Merging data

Both batch and streaming data are generally put into intraday tables when imported. Once imported, merge functionality is used on a day-to-day basis to move data from the intraday database to the historical database. See the Deephaven Data Lifecycle for further details. Merge functionality is provided by several scripts, classes, and the Data Merge Persistent Query type.

Merging is normally performed for persistent data on a nightly basis. Similar to imports, merges may be performed by Persistent Query jobs ("Data Merge Job") or scripted for maximum flexibility.
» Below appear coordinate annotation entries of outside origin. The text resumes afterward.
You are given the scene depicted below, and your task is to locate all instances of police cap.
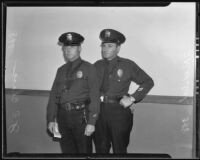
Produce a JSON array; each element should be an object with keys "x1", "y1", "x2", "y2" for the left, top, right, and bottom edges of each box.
[
  {"x1": 99, "y1": 29, "x2": 126, "y2": 44},
  {"x1": 58, "y1": 32, "x2": 84, "y2": 46}
]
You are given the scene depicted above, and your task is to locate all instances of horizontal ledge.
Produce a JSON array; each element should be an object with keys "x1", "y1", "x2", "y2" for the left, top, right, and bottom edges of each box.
[{"x1": 5, "y1": 89, "x2": 193, "y2": 105}]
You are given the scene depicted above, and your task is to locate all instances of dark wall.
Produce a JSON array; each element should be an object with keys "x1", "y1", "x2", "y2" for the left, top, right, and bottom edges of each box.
[{"x1": 5, "y1": 94, "x2": 193, "y2": 158}]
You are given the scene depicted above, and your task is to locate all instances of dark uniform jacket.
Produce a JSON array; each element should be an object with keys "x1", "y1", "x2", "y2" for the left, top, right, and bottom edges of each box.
[
  {"x1": 47, "y1": 58, "x2": 100, "y2": 125},
  {"x1": 94, "y1": 56, "x2": 154, "y2": 103}
]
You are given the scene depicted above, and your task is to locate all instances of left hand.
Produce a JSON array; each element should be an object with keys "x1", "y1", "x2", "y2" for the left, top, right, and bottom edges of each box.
[
  {"x1": 119, "y1": 96, "x2": 133, "y2": 108},
  {"x1": 84, "y1": 124, "x2": 95, "y2": 136}
]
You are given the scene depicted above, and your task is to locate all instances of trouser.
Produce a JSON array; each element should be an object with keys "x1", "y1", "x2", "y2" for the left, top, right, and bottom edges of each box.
[
  {"x1": 57, "y1": 107, "x2": 92, "y2": 153},
  {"x1": 93, "y1": 103, "x2": 133, "y2": 153}
]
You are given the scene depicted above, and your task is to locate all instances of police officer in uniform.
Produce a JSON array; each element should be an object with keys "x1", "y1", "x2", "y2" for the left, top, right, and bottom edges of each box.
[
  {"x1": 47, "y1": 32, "x2": 100, "y2": 153},
  {"x1": 94, "y1": 29, "x2": 154, "y2": 153}
]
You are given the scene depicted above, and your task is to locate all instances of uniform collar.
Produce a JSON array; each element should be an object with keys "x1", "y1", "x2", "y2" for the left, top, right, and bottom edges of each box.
[
  {"x1": 109, "y1": 56, "x2": 119, "y2": 65},
  {"x1": 69, "y1": 57, "x2": 81, "y2": 66}
]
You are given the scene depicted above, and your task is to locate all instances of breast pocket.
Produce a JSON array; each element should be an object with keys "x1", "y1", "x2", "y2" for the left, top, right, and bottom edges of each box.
[{"x1": 112, "y1": 69, "x2": 131, "y2": 83}]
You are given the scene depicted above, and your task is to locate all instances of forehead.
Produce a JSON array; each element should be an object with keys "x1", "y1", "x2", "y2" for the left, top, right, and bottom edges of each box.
[
  {"x1": 62, "y1": 45, "x2": 80, "y2": 48},
  {"x1": 101, "y1": 42, "x2": 117, "y2": 46}
]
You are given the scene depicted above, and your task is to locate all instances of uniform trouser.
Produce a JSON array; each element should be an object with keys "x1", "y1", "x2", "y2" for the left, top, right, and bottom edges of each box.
[
  {"x1": 94, "y1": 103, "x2": 133, "y2": 153},
  {"x1": 57, "y1": 107, "x2": 92, "y2": 153}
]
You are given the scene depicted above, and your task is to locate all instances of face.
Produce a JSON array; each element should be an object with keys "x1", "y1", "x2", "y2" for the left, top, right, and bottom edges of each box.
[
  {"x1": 101, "y1": 43, "x2": 120, "y2": 60},
  {"x1": 62, "y1": 46, "x2": 81, "y2": 62}
]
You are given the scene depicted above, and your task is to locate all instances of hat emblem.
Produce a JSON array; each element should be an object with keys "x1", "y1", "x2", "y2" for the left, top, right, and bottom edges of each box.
[
  {"x1": 76, "y1": 71, "x2": 83, "y2": 78},
  {"x1": 117, "y1": 69, "x2": 123, "y2": 77},
  {"x1": 67, "y1": 33, "x2": 72, "y2": 41},
  {"x1": 105, "y1": 31, "x2": 110, "y2": 37}
]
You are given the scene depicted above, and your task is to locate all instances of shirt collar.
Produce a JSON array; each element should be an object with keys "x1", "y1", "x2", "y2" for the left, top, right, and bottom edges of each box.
[{"x1": 69, "y1": 57, "x2": 81, "y2": 66}]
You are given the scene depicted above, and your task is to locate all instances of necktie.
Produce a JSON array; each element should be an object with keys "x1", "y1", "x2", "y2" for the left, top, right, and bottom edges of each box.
[
  {"x1": 101, "y1": 60, "x2": 109, "y2": 94},
  {"x1": 65, "y1": 62, "x2": 72, "y2": 91}
]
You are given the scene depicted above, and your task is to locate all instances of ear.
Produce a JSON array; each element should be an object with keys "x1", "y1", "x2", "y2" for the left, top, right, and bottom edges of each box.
[
  {"x1": 117, "y1": 45, "x2": 121, "y2": 53},
  {"x1": 78, "y1": 46, "x2": 82, "y2": 52}
]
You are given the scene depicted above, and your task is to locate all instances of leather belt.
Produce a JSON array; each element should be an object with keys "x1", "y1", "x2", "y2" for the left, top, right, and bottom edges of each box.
[
  {"x1": 100, "y1": 96, "x2": 122, "y2": 103},
  {"x1": 60, "y1": 102, "x2": 85, "y2": 111}
]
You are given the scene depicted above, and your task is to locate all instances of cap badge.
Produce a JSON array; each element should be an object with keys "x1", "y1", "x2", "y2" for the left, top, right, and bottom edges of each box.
[
  {"x1": 117, "y1": 69, "x2": 123, "y2": 78},
  {"x1": 76, "y1": 71, "x2": 83, "y2": 78},
  {"x1": 67, "y1": 33, "x2": 72, "y2": 41},
  {"x1": 105, "y1": 31, "x2": 110, "y2": 37}
]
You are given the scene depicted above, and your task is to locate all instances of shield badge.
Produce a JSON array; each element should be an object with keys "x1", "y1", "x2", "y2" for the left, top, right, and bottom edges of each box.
[
  {"x1": 105, "y1": 31, "x2": 110, "y2": 37},
  {"x1": 117, "y1": 69, "x2": 124, "y2": 78},
  {"x1": 67, "y1": 33, "x2": 72, "y2": 41},
  {"x1": 76, "y1": 71, "x2": 83, "y2": 78}
]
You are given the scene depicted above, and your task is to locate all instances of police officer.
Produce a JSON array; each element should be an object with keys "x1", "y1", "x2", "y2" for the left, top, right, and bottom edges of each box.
[
  {"x1": 94, "y1": 29, "x2": 154, "y2": 153},
  {"x1": 47, "y1": 32, "x2": 100, "y2": 153}
]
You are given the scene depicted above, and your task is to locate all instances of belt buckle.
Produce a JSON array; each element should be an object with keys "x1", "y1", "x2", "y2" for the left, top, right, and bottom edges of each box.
[
  {"x1": 67, "y1": 103, "x2": 72, "y2": 111},
  {"x1": 100, "y1": 96, "x2": 104, "y2": 102}
]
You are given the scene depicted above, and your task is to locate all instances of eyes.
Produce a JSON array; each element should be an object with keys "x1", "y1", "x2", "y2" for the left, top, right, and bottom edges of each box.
[
  {"x1": 101, "y1": 43, "x2": 116, "y2": 48},
  {"x1": 63, "y1": 46, "x2": 78, "y2": 51}
]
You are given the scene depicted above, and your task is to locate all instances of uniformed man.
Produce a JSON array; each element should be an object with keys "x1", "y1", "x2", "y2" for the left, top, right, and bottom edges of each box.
[
  {"x1": 47, "y1": 32, "x2": 100, "y2": 153},
  {"x1": 94, "y1": 29, "x2": 154, "y2": 153}
]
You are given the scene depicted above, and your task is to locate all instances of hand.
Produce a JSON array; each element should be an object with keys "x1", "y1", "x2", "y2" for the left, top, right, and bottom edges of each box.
[
  {"x1": 48, "y1": 122, "x2": 56, "y2": 134},
  {"x1": 84, "y1": 124, "x2": 95, "y2": 136},
  {"x1": 119, "y1": 96, "x2": 133, "y2": 108},
  {"x1": 129, "y1": 103, "x2": 135, "y2": 113}
]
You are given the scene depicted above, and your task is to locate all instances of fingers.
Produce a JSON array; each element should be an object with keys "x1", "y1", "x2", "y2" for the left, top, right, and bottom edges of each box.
[{"x1": 84, "y1": 125, "x2": 95, "y2": 136}]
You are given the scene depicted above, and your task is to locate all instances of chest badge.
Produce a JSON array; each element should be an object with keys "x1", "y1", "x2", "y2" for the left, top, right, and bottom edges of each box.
[
  {"x1": 117, "y1": 69, "x2": 124, "y2": 78},
  {"x1": 76, "y1": 71, "x2": 83, "y2": 78}
]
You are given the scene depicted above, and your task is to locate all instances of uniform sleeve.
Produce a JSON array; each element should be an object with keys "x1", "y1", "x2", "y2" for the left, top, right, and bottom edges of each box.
[
  {"x1": 131, "y1": 62, "x2": 154, "y2": 103},
  {"x1": 88, "y1": 65, "x2": 100, "y2": 125},
  {"x1": 47, "y1": 70, "x2": 59, "y2": 124}
]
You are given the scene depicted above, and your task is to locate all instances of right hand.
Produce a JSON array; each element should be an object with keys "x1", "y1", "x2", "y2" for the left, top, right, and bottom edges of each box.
[{"x1": 48, "y1": 122, "x2": 56, "y2": 134}]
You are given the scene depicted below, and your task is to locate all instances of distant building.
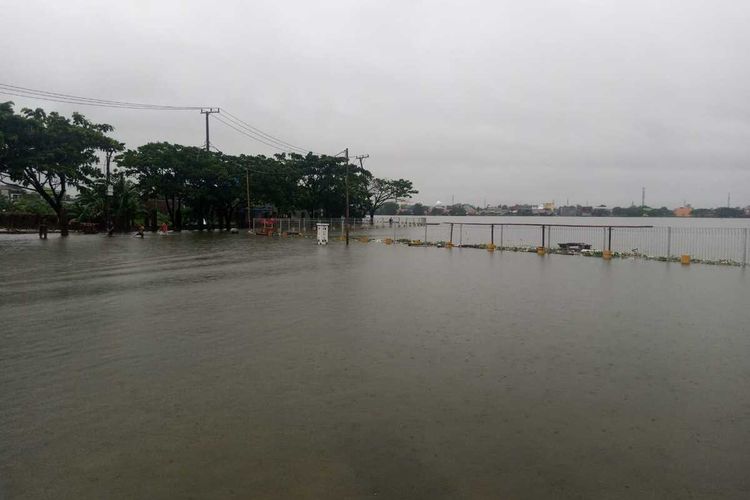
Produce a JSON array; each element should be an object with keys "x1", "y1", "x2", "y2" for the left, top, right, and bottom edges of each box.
[
  {"x1": 591, "y1": 205, "x2": 612, "y2": 217},
  {"x1": 674, "y1": 205, "x2": 693, "y2": 217},
  {"x1": 557, "y1": 205, "x2": 578, "y2": 217}
]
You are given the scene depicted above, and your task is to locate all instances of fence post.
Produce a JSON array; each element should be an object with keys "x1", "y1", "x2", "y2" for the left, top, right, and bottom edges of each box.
[{"x1": 667, "y1": 226, "x2": 672, "y2": 259}]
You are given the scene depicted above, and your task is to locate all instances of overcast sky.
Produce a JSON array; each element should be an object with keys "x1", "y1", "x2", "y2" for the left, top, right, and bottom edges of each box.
[{"x1": 0, "y1": 0, "x2": 750, "y2": 206}]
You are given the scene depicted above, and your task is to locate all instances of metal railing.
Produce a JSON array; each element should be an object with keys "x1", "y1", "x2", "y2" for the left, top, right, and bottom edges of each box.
[{"x1": 384, "y1": 222, "x2": 750, "y2": 265}]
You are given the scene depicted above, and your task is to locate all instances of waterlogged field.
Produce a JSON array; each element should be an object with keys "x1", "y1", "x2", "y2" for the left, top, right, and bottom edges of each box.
[{"x1": 0, "y1": 229, "x2": 750, "y2": 499}]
If the intraday source data is from an in-worker DIS (such as a Kafka ingester), the DIS must be running for the merge to be successful.

Merging is closely related to Validation. After each merge operation, it is useful to verify the data quality and, optionally, delete the intraday source data.

Data Merge Query in the Web UI

A Data Merge Query may be created and configured in the Deephaven Web UI. To create a Data Merge Query, click the +New button above the Query List in the Query Monitor and select the type Data Merge.

The Data Merge type selected in the Settings menu

Note

Data Merges for multi-partition imports cannot be run from a standard Merge Persistent Query. This must be done from a bulk-copied Merge query, or from a custom script in a Batch Query - Import Server Persistent Query.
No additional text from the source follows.